If you’re looking at Black Friday deals for your next build and find a good Ryzen 3000 deal, you may notice that not every motherboard with AMD’s AM4 socket will work out of the box. So when you’re mixing and matching motherboards and processors, it’s important to ensure that the two will work together.
The issue is that while AMD is supporting its AM4 socket for the latest processors, some older motherboards need a BIOS update. Sometimes, to do that, you need another AM4-processor, creating an odd chicken and egg problem. And it’s not fun to rip open your parts only to find out that you can’t use them together right away.
Look for a Ryzen Ready badge
When buying a new motherboard, look for a badge that says “AMD Ryzen Desktop 3000 Ready” on it. These motherboards will work with the latest AMD Ryzen processors out of the box, no updates needed.
AMD has a matrix that shows which of its processors work with which motherboards, and which platforms definitely need an update. If you’re getting a Ryzen 3000-series processor, X570 motherboards should all just work. Older X470 and B450 as well as X370 and B350 motherboards will probably need BIOS updates, and A320 motherboards won’t work at all.

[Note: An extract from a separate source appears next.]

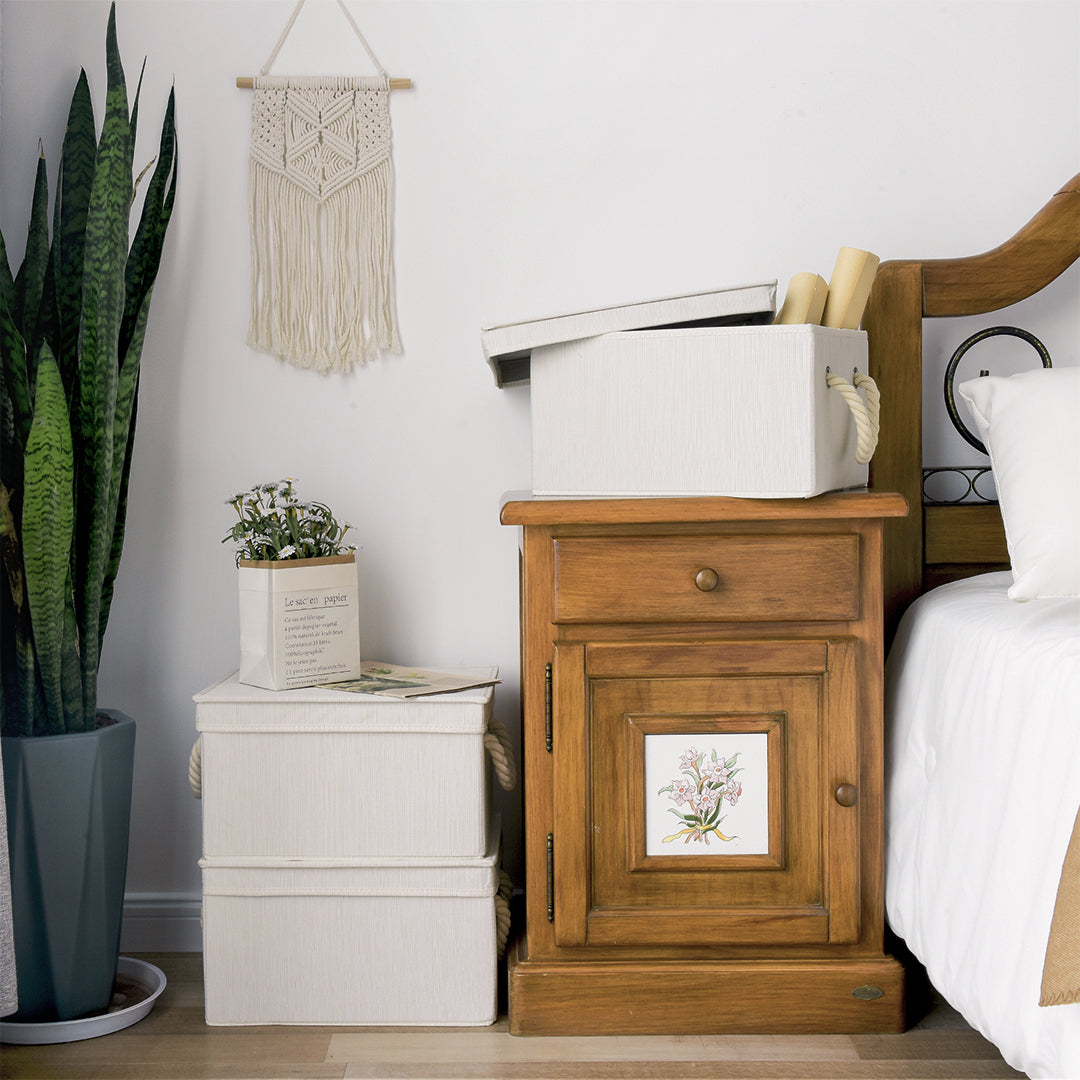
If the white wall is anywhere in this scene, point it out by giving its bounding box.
[0,0,1080,948]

Check vendor descriptions and user comments
The stores selling the motherboard should list compatibility. (If they don’t, the matrix above is a good start). Local stores may open boxes and perform the upgrades, but it’s possible that online stores aren’t doing that. Many online stores will list a motherboard as “Ryzen 3000 compatible” but that doesn’t necessarily mean that it has been updated to the necessary BIOS version to enable that compatibility. So unless the description is crystal clear, user reviews may help.
If you check the user reviews, you may see users talking about whether the motherboard they bought needed a BIOS update to use Ryzen 3000 series CPUs. Of course, it’s possible that if a user said they needed a BIOS update in a comment from several weeks ago, that you won’t need one on a unit you buy today, but it’s safer to assume that the situation hasn’t changed.
Use BIOS Flashback
Some motherboards have the ability to update from a USB stick, which is called BIOS Flashback. You’ll have to check the instruction manual for your motherboard to see if this works. Others have an update button on the back, though you won’t find this on cheaper motherboards. But in either case, some motherboards don’t even need a CPU to update.
Consider AMD’s Short Term Loan Program
If you buy a motherboard and it hasn’t been updated, doesn’t support BIOS flashback or have a button to update without a chip, you’re not out of luck. AMD has a “short term processor loan boot kit.” That consists of a Athlon 200GE processor and a cooler for 10 days so that you can make the update and install your own CPU. You can find out more details, including how to sign up for the program, here.
This is the most complicated option, as it requires filling out a warranty claim, serial numbers and receipts. You’ll also lose some time on your build waiting for it to come in the mail. But it’s free, so it’s a good last-ditch option.